This vibrant Citrus Shrimp and Avocado Salad combines juicy pan-seared citrus shrimp with fresh leafy greens, creamy avocado, and crunchy toasted almonds for a light yet satisfying meal. Perfect for meal prep, this salad is easy to assemble and can be customized with your favorite salad ingredients.

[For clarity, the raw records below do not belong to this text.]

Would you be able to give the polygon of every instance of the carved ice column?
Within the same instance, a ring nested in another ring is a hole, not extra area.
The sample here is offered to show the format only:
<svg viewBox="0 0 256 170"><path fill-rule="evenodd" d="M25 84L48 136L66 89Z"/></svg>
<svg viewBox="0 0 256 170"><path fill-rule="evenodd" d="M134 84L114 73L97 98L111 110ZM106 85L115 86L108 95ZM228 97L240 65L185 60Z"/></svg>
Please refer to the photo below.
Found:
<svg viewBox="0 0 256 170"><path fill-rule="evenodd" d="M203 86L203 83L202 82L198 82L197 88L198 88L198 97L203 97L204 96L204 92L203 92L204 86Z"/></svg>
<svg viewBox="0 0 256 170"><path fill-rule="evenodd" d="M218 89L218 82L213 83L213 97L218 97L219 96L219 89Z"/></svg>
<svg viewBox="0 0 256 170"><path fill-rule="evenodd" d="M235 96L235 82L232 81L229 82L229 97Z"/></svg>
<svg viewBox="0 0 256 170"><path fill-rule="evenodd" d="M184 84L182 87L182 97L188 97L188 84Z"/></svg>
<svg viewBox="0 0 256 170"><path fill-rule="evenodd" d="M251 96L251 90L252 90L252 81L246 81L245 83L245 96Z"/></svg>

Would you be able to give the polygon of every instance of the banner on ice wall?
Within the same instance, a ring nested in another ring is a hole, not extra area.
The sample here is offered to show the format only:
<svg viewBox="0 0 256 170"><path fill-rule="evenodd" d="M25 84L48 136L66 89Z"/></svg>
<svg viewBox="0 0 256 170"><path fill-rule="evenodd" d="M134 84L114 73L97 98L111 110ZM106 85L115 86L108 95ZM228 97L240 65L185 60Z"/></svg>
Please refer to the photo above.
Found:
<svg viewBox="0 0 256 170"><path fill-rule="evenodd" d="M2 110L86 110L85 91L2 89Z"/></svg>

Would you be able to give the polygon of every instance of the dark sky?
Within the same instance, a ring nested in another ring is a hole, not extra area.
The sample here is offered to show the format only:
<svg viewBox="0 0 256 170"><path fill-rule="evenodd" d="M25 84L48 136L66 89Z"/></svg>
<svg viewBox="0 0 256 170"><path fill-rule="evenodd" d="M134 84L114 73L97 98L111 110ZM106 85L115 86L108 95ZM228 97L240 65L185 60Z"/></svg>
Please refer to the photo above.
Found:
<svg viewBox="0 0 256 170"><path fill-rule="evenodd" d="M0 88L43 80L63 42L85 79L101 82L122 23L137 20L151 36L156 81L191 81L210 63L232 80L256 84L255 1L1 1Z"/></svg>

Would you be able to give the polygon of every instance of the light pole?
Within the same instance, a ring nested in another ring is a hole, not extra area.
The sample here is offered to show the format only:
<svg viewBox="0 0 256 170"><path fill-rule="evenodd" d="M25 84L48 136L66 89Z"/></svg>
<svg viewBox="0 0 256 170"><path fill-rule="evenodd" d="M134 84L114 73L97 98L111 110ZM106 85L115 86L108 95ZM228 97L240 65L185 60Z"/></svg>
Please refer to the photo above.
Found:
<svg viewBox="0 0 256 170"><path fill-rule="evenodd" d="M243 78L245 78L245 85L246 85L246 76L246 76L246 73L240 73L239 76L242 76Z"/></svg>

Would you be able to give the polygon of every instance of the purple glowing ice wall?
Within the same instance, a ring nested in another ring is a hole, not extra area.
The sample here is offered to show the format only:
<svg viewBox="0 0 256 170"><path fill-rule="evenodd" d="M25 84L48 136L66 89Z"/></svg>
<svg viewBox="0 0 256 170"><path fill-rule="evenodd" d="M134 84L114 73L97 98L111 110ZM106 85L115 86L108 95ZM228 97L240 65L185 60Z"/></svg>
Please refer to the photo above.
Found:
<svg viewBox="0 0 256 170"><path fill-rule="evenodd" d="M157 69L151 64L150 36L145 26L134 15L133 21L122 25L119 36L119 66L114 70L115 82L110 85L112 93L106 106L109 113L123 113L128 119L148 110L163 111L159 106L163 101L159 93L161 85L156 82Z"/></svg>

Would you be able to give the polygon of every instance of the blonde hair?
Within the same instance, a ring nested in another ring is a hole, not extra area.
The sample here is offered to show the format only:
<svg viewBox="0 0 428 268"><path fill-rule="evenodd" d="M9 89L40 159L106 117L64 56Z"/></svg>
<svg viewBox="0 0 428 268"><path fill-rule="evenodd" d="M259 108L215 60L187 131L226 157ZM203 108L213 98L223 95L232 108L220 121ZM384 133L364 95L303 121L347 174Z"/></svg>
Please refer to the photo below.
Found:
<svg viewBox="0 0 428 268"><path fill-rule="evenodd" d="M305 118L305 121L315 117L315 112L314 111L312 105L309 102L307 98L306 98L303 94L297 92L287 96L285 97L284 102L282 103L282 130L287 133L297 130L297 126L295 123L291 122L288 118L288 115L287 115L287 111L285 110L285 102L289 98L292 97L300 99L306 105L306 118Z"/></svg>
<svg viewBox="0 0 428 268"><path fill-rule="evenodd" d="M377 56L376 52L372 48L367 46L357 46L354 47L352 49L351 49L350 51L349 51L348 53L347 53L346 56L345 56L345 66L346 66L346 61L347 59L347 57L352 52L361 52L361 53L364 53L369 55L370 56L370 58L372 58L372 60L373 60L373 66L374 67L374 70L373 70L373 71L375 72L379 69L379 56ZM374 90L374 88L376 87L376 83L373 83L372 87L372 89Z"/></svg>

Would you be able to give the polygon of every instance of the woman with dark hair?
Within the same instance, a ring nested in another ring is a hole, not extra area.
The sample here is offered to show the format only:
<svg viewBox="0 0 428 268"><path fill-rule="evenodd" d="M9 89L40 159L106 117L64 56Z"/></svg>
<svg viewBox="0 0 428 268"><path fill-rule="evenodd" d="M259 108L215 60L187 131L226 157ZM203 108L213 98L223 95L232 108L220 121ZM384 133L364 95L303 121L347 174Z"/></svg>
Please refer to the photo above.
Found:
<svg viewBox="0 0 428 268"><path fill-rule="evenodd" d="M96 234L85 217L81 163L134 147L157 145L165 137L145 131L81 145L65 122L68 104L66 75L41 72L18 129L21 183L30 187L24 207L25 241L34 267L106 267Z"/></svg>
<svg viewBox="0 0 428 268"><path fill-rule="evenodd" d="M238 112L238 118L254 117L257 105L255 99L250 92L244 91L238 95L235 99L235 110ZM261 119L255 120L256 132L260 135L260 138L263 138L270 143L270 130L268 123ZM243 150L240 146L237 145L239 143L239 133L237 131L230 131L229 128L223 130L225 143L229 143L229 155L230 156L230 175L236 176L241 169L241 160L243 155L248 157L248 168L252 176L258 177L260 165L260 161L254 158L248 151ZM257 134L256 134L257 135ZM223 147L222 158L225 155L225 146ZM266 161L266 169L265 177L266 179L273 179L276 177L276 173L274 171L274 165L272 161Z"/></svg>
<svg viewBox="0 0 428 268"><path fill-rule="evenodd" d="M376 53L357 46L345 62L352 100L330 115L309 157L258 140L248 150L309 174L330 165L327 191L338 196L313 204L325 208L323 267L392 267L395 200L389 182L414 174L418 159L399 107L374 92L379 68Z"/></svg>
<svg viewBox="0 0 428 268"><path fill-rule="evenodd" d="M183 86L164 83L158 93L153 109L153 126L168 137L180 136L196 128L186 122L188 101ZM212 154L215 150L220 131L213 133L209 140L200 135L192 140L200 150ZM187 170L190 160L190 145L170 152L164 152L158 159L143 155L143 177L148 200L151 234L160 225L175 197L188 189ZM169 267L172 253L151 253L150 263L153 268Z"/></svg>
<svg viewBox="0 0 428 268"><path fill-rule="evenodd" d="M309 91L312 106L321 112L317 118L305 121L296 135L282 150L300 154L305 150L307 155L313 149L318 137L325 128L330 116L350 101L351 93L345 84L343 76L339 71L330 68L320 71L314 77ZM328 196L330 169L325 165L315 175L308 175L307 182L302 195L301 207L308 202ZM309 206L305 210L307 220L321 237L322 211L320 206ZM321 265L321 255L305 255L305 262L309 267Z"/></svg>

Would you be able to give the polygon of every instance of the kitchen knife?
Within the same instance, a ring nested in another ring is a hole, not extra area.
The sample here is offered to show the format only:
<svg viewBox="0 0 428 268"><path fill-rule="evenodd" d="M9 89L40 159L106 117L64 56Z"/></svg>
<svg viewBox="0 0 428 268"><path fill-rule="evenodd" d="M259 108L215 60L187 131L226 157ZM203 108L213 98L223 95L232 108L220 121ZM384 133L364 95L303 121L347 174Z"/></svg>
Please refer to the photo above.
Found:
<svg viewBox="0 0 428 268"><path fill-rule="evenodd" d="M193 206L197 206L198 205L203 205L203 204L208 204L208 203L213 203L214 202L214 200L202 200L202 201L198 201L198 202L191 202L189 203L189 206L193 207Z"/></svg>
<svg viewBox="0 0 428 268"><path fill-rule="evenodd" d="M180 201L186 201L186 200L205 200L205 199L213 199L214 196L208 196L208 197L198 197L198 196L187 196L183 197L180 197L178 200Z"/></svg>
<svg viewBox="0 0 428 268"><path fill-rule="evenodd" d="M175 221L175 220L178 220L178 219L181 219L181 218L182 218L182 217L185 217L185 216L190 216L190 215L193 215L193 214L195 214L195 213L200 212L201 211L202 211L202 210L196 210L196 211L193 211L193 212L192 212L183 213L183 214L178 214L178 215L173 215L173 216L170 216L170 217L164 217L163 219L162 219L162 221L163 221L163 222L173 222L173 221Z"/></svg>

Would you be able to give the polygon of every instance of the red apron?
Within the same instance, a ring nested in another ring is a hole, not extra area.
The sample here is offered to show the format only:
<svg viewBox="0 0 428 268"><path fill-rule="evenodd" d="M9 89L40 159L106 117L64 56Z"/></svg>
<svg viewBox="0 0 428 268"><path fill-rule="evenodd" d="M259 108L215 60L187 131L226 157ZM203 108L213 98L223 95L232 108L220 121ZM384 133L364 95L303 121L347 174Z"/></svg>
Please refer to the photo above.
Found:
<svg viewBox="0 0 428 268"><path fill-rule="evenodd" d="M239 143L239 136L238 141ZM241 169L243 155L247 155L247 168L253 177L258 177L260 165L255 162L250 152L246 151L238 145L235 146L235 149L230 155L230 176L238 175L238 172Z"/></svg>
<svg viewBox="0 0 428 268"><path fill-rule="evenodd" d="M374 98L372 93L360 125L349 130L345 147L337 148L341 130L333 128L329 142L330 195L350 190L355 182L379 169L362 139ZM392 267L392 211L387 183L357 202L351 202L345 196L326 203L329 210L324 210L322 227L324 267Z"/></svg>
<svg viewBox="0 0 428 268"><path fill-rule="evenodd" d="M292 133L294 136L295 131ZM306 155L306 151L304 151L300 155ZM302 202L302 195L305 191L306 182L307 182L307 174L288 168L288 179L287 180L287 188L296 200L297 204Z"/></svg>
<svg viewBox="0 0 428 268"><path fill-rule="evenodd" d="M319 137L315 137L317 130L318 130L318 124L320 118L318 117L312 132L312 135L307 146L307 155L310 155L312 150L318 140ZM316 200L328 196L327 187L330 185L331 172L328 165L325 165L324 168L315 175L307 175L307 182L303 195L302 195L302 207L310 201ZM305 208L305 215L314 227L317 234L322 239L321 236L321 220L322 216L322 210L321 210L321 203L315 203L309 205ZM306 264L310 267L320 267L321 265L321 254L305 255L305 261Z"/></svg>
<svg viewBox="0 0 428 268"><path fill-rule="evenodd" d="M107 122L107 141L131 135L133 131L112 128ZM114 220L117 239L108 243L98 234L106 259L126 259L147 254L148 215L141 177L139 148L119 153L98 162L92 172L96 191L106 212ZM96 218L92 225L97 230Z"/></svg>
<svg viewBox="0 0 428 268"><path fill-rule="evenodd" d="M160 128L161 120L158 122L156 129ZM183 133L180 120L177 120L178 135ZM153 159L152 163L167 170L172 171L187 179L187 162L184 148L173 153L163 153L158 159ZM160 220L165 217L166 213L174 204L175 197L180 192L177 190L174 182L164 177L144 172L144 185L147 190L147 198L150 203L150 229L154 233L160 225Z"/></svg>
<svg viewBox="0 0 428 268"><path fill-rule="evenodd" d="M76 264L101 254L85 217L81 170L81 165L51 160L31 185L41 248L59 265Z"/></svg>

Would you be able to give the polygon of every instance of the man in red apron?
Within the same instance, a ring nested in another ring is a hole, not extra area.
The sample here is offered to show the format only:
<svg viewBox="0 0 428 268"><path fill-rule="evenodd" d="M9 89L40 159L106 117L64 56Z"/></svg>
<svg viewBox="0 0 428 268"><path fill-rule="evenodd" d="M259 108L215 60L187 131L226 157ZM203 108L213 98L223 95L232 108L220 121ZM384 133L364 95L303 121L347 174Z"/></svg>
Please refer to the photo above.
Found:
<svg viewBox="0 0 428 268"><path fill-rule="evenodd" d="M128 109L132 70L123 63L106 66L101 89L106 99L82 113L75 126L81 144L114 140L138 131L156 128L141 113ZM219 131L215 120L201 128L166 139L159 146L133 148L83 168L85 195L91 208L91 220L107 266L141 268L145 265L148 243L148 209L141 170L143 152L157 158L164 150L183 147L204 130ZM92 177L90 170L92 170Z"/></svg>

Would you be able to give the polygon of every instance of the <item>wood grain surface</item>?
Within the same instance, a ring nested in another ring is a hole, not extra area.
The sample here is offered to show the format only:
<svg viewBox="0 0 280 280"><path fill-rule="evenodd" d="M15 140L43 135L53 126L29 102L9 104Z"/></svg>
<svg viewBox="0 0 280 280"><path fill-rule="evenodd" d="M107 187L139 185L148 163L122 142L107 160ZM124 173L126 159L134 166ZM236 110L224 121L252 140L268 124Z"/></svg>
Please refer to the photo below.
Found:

The bright citrus flavors and simple dressing bring a refreshing twist to your lunch or dinner.

  • Author: admin
  • Prep Time: 10 minutes
  • Cook Time: 10 minutes
  • Total Time: 20 minutes
  • Yield: 4 salads
  • Category: Salad
  • Method: Stovetop
  • Cuisine: American

Ingredients

Seafood

  • 1 pound medium pan-seared citrus shrimp (31/40 size shrimp)

Salad

  • 8 cups mixed greens (such as arugula, spinach, lettuce, or spring mix)
  • 1 avocado, sliced or diced
  • 1 shallot, minced
  • 4 ounces sliced almonds, toasted

Dressing

  • Extra virgin olive oil, preferably fruity or lemon-flavored
  • Juice of ½ lemon or ½ orange
  • Kosher salt, to taste
  • Freshly ground black pepper, to taste

Instructions

  1. Prepare the shrimp: Pan-sear 1 pound of medium shrimp (31/40 size) with citrus flavors until cooked through. Alternatively, warm leftover shrimp gently or serve it chilled, depending on your preference.
  2. Assemble the base: In a large mixing bowl, toss the cooked shrimp with 8 cups of your chosen mixed greens, such as arugula, spinach, lettuce, or spring mix.
  3. Add dressing and toss: Lightly drizzle the salad with extra virgin olive oil and add a generous squeeze of fresh lemon or orange juice. For added flavor, use some of the citrus sauce leftover from the shrimp preparation if available. Toss everything lightly to evenly coat the ingredients with the dressing.
  4. Finish the salad: Add the sliced or diced avocado, minced shallot, and toasted sliced almonds to the bowl. Season with kosher salt and freshly ground black pepper to taste. Serve immediately for best freshness.

Notes

  • Utilize leftover citrus sauce from the shrimp as part of the salad dressing to enhance flavor.
  • If insufficient citrus sauce is available, simply use extra virgin olive oil combined with an additional squeeze of fresh lemon or orange juice for dressing.
  • Feel free to add other favorite salad fixings such as cherry tomatoes, cucumbers, or herbs to customize the salad to your taste.